ディープディープブルーファングの体表にひび割れのような石化の兆候が表れる。うまくいけば、何回かに一度は動きを止められるはずだ。
(「それにしても、機械のお魚さんは初めて……かも? どうして空中を泳げるんだろ。サメ以外にもイルカとかシャチとかいるのかな」)

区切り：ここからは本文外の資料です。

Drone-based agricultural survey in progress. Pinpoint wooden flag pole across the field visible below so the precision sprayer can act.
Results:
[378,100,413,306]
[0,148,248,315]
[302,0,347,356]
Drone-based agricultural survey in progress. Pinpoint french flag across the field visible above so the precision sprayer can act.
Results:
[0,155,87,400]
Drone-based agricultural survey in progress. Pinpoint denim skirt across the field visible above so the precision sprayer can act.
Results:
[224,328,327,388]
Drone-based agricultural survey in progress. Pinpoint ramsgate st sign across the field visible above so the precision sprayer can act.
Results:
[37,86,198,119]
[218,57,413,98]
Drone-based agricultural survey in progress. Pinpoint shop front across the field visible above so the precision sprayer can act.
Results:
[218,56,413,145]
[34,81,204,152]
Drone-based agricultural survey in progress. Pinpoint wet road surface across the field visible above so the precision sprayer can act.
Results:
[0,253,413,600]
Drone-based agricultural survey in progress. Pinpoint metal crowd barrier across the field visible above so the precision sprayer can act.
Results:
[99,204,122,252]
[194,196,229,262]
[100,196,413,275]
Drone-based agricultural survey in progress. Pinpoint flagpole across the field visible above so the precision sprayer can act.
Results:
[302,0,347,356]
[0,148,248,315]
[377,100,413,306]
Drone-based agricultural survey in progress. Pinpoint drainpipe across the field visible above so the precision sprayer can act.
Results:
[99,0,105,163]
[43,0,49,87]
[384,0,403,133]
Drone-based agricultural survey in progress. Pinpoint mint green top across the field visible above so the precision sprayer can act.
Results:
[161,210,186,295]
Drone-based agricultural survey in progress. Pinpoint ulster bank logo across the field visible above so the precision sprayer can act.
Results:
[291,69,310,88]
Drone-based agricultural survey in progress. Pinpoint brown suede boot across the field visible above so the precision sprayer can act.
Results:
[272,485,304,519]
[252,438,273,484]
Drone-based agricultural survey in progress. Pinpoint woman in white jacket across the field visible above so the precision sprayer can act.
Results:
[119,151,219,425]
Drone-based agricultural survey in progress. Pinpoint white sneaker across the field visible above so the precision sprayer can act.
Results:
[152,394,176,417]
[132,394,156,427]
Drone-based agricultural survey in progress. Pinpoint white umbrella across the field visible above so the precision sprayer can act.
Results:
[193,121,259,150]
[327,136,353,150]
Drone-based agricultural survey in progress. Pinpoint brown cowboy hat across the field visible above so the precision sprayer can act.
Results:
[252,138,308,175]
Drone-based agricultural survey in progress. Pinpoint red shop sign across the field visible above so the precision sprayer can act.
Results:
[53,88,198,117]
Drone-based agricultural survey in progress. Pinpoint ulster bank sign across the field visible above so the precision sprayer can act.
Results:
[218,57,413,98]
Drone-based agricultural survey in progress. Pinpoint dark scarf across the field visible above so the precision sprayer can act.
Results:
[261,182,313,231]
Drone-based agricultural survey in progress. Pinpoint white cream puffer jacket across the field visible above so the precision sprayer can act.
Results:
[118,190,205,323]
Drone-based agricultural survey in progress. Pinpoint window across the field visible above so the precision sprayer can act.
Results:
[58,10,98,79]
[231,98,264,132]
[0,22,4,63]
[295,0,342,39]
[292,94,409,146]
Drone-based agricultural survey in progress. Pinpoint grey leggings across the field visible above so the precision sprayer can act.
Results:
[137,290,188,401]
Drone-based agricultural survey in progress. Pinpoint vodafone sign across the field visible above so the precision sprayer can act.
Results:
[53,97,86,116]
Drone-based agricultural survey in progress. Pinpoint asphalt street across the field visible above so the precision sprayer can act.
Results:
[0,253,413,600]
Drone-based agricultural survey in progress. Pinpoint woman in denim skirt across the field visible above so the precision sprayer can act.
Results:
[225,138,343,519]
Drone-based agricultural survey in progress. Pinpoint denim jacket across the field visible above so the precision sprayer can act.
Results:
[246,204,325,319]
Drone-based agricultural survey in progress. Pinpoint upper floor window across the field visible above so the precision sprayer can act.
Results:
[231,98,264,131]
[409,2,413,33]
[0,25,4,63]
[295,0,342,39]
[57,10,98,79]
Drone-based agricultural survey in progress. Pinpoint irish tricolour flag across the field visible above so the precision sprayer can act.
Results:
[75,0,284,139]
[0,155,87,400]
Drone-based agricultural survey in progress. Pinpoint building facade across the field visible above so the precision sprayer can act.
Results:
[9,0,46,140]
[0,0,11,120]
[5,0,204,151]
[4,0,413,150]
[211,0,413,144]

エトワールは赤い瞳を好奇心に煌めかせて、手元の剣を杖のように振るい星の聖域を周囲に描き出す。
「そらよ」
その魔法陣に守られた元隆の薙いだ喰霊刀から魂が放たれ、後方で電撃杖を構える怜奈の体に乗り移った。静電気がまるで陽炎のように揺らめき、ふわりと長い髪が広がる。
「感謝いたしますわ」
ただでさえ、命中率に長じる怜奈の一撃が更にその精度を増したのだ。
「あの動きと高い攻撃力からして、ポジは……クラッシャーの気が……」
怜奈の呟きに結が頷いた。
「うん。そんな気がするよね?」
「ですわね。皆さん、お気をつけ下さいね。あの攻撃力は侮れませんわ」
注意を促す通達に、ディフェンダーであるアイン、レイ、オリヴンが次々と承知の意を告げた。厚い三枚の壁は、ディープディープブルーファングを取り囲むようにして一切の逃げ場を塞いでいる。
「その刃の悉くをへし折ってくれよう」
獰猛な牙を剥いて突進してくるディープディープブルーファングを迎え撃つアインの手首でコンドルが羽ばたき、杖へと姿を変えた。
「くらえ!」
吐き出す炎玉は見事にディープディープブルーファングの鼻先で爆ぜた。のたうち回る敵の突進を紙一重で受け流した怜奈の雷撃が雷鎚の如く放たれる――!
「ギギギッ!!」
ディープディープブルーファングは機械がショートした時のような異音を発しながら、狂ったように尾を打って滅茶苦茶に魚雷を発射した。
「くっ!」
レイは咄嗟にアームドフォートを防御形態に変え、猛攻を凌ぐ。
「好き勝手させないんだよ!」
その時、結の周囲に翠風が巻き起こった。
薄い、紗のヴェールが翅のように羽ばたいたかと思った瞬間、それは漣となって前衛の間を吹き抜け、凍てつく氷結を溶かしていく。
「蒼くん、大丈夫?」
「ああ!」
そのまま、連携の勢いで蒼は指先に印を結んだ。
「水郷の弐式……ぶった斬れ、鎌鼬!」
空中に飛沫が舞った中から現れた水の式鬼が、鋭いヒレを刃と代えてディープディープブルーファングの周囲を旋回しながら螺旋状に切り刻む。
「後ろががら空きですわよ」
死角となる仲間の背後から目にも止まらぬ速さで飛び込んだ怜奈の蹴撃が更に追撃を入れた。
「損傷増加……動きも封じ込めてますわ」
「ああ。念のため、もう一陣いっとくか」
「はにゃ! みんな頑張ってー!」
ゾディアックソードを肩に負った元隆が軽く口笛を吹くと、前衛の足元で幾つもの星座が眩いた。スターサンクチュアリ――星の聖域。そこでエトワールが舞い踊るのは甘やかな花々を咲かせる軽快なステップ。タンッと爪先で地面を叩くと、一斉に花びらが舞って戦場を華やかな色彩に包み込んだ。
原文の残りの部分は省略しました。